System Structure

In this system we will be using the subunits of the 68332 processor.

SIM - System Interface Module. Contains parallel ports, timers, chip select circuitry

SCI - The Serial Communication Interface. A typical serial port.

SPI - Serial Peripheral Interface. A high speed serial port for onboard peripherals like ADCs and serial switches.

TPU -The time processing unit. A coprocessor used to take care of time related functions.

Each of the subunits will have to be configured in turn before they can be used. The processor typically starts with these modules disabled since they would generate interrupts from noise on the unconnected pins.

SIM – the system interface module is used to connect the central processor to the various sub-modules. The SIM handles the chip select control registers as well as the watchdog timer.

The chip select registers are used to control 11 pins to enable, or select, 11 devices outside of the processor chip. These pins are typically connected to memory devices, both RAM and ROM.

In the past the system builder would take the addresses on the address bus and “decode” them using devices like PALs to generate enable lines for memory devices.

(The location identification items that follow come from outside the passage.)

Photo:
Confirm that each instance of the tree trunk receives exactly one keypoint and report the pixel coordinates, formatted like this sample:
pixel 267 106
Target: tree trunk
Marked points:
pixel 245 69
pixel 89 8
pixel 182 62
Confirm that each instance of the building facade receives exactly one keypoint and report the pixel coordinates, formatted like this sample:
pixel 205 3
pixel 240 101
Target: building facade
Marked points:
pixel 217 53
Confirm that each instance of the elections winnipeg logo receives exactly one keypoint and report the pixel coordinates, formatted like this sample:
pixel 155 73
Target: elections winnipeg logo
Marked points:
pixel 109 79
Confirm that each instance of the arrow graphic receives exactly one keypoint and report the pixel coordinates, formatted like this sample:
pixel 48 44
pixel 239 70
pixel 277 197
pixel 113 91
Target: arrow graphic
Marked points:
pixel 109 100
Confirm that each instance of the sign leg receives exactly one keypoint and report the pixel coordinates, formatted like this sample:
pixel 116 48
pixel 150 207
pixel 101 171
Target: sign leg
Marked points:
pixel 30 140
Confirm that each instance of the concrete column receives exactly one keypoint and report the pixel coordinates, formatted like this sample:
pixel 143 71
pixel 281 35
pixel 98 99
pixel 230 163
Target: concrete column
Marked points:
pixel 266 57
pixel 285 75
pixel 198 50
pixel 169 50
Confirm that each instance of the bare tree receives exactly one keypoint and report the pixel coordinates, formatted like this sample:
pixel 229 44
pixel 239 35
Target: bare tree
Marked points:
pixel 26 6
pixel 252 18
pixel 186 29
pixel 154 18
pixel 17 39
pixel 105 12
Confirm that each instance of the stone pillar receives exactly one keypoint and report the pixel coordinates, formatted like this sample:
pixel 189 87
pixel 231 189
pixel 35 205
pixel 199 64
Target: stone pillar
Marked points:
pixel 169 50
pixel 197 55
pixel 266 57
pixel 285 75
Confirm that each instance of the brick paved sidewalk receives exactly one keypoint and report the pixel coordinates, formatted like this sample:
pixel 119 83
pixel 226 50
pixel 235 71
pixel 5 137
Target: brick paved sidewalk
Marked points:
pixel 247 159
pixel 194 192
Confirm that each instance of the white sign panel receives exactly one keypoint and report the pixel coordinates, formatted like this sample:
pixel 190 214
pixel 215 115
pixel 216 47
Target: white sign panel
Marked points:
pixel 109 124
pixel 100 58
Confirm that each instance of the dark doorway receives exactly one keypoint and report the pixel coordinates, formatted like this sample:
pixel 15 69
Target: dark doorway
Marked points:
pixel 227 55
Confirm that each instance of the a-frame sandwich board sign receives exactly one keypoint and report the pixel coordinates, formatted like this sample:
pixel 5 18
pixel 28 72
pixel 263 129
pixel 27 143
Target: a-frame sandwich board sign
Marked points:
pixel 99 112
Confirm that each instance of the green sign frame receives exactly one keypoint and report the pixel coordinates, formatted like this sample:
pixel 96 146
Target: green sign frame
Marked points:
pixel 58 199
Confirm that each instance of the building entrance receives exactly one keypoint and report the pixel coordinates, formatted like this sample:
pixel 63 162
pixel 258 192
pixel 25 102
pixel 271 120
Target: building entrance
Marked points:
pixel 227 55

For example, when an address between 0 (zero) and 4095 was placed on the address bus, the PAL would generate an enable signal for the boot ROMs. When the address 4096 was placed, it would generate a signal for the RAM chips.

Motorola made the decision to place all of their sub-modules at certain addresses, this is called using memory mapped devices. So, if you want to access the serial port, you just have to place a value at a particular address. Intel, on the other hand, has specific instructions to output and input values to devices. The tradeoffs are that Intel has (or could have) a memory structure without any holes (forget the whole 640K thing, and expanded memory, yadda yadda yadda), but Motorola is much easier to implement and can have many more devices (and the holes in the memory map can be covered up by memory management units).

So, where does that leave us? The chip select registers act like the address decoding PALs of old, but better. When the system boots, only one chip select has been set up, CSBOOT (chip select for boot). CSBOOT assumes that it is connected to a ROM/EPROM/Flash chip that is 16 bits wide and less than or equal to 1MB big, pretty reasonable really. Once the system is started the rest of the chip select registers are set up to access the rest of the memory, like static RAM since a system cannot run in ROM alone.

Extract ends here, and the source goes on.